Peter Morrison received a land grant after the Civil War from the State of North Carolina for 1,000 acres that was located in both East and West Carters Valley. Peter’s wife, Mary requested that he build a church on the property of their family cemetery. A one-room log building was built where the pine tree now stands in the cemetery. The building was crude, and the benches were hand made.
 
Mr. J.O. Smith logged the timber and brought it by wagon and oxen to the building site. Morrison Chapel Methodist Church served as the only house of worship for many people in the areas known as West View, Parkers Chapel, Lynn Garden, Clouds Ford, Bloomingdale, and Weber City. The school was held in the church for six months out of the year which allowed children to help their family on the farm. The earliest recorded records of Morrison Chapel began in 1857 and the first members came via horse and wagon.
 
Membership began to grow and in a short time, the log building became too small. $685 was raised to build a new church building. The log church was removed soon after the death of Elizabeth Perry, who had requested to be buried beneath the church in the cemetery. Her burial was held on December 13, 1900.
 
Additional land had been deeded to the church by the Morrison heirs, and a beloved white frame church was constructed north of the cemetery. The first service was held on December 17, 1899, conducted by the Rev. W.I. Fogelman. The new church had a small belfry over the front gable which contained a small bell. In 1923 funds were raised to purchase a new bell and a new belfry was added to the side of the front doors.
 
Peter Morrison, Mary Morrison, and their son George are buried in the cemetery. George and Mary had 13 children. One of them, Nancy Morrison, married Rev. Samuel Patton. They settled at String Place, a well-preserved two-story log house near the Holston River on Carters Valley Road. String Place was the family home of Ruth Winegar Jones and the Winegar family. Rev. Patton joined the Holston Conference in 1819 and had a very successful ministry. In 1844, during Rev. Patton’s ministry, the Methodist Church split into the Methodist Episcopal Church North and the Methodist Episcopal Church South. Rev. Patton stayed with the Southern branch. He died in Knoxville on August 1, 1854, and was buried in the Morrison Chapel cemetery.
 
The church was called Morrison Chapel Union Methodist until 1939 when the two branches of Methodism reunited. It was then called Morrison Chapel Methodist Church. The church was on a circuit from the very beginning and lasted this way until 1947. In 1947 the church became a full-time charge in the Johnson City District of the Methodist Church.
 
The Methodist Women’s organization began as the Ladies Aid Society during the 1930s.
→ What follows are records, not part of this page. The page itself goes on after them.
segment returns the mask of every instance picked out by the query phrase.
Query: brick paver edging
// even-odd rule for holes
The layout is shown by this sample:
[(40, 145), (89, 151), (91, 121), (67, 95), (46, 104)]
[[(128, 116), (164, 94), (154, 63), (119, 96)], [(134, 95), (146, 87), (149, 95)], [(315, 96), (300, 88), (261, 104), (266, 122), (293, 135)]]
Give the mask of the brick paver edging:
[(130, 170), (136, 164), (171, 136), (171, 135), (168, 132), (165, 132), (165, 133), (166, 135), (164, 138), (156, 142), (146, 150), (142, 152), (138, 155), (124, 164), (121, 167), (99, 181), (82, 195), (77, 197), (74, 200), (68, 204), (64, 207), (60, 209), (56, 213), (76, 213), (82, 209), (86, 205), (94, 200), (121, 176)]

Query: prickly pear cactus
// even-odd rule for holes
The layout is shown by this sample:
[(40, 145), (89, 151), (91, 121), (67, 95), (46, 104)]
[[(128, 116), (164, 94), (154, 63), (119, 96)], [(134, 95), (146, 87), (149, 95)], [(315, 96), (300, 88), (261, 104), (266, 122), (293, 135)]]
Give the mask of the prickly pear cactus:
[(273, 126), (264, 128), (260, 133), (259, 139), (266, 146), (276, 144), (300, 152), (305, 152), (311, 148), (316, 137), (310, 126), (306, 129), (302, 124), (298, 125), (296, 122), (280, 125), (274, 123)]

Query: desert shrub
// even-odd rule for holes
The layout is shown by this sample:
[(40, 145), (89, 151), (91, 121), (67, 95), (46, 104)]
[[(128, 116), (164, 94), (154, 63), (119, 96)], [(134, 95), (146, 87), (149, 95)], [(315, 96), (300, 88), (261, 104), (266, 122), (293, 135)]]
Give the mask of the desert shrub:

This group helped the church many times over the years through such projects as purchasing a piano and furniture for the parsonage which was completed in 1950.
 
In 1958 an educational wing was completed. The wooden structure of the church burned down in 1963 and a new building made from brick was completed in 1967. In 1968 with the merger of the Methodist Church and the Evangelical United Brethren Church, Morrison Chapel became a United Methodist Church.
 
Morrison Chapel has had several members go on to become ministers, including E.C. Allgood, Clarence Allgood, Ray Haynes, James Henry, Jeff Strong, Basil Freeman, and a deaconess, Mildred Bellamy.
 
Morrison Chapel also birthed other churches in the area including State Line Baptist, Freewill Baptist, and the Morrison City Mission.